In 1936 he got into a conversation with the great Shetland fiddler Tom Anderson (1910-1991), ten years his senior, in a Lerwick music shop. Anderson asked him to join the Islesburgh Dance Band. It was the start of a long-running musical partnership - albeit one not entirely free of frictions - that lasted until Anderson died in 1991. Johnson on guitar and Anderson on fiddle became a classic combination, comparable in its Shetlander way to the Django Reinhardt and Stéphane Grappelli and Eddie Lang and Joe Venuti guitar/violin combinations that had fired Johnson’s imagination. Hearing those strange jazz chords put him on the path to working out every chord he could.

In 1940 he was called up into the Royal Air Force (RAF). The War was raging and after initial training he was posted to the Shetlands. The islands had attained a still greater strategic role with the fascist occupation of Norway and Johnson was posted there as ground crew on Catalina flying boats. After the outbreak of the War in 1939, the RAF had been the first choice for pre-war civilian dance band musicians (whether pro or semi-pro). RAF dance bands were consequently full of talent of world-class caliber. By coincidence, around 1941 Les Hunt, my bandsman father, was posted to the Shetlands as RAF Sullum Voe’s full-time clarinetist, alto sax player and arranger - the same base on which Willie Johnson was stationed and the band Johnson used to sit in and jam with.

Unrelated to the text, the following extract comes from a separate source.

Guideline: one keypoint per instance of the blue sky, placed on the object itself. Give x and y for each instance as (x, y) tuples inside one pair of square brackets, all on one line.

In Shetlander traditional music the foregrounding of fiddle and later piano music remains the norm. Johnson created a new idiom subtly inflected with jazz voicings that differed from those found in standard Shetland reels, wedding marches, and strathspeys, yet complimented the tradition. Likewise, as a bassist - stand-up bass and electric bass - he brought new ideas about walking bass lines to his guitar playing.

Strangely, despite a life lived in music and an extensive recording legacy dating back to the 1960s, he never released an album under his own name. He may be heard on anthologies such as Shetland Folk Fiddling Vol 2 (1978) which was reissued as the second half of Topic’s CD, The Silver Bow (1993), the Boys of the Lough’s Good Friends - Good Music (1977), Cathal McConnell of the Boys of the Lough’s solo outing, On Lough Erne’s Shore (1979), and on numerous projects that his fellow-Shetlander Aly Bain put together. At the time of Johnson’s death though, his half-sister Evelyn Leask had nearly finished his solo debut for the Scottish label, Greentrax, drawn from unreleased archival recordings.

Inducted into the Scottish Traditional Music Hall of Fame in 2005, the same year the Shetlands inaugurated the Peerie Willie Johnson Guitar Festival, his ultimate legacy was his innovative new approach to playing traditional Shetlander and Scots music. That influence has been assimilated by the next generations of Shetlander, Orcadian (the adjective denoting an Orkneys connection) and Scots musicians; even if they adhere to other stylistic approaches, they are aware of the ‘Peerie’ Willie Johnson style of playing. He died of emphysema on May 22 2007 in Lerwick.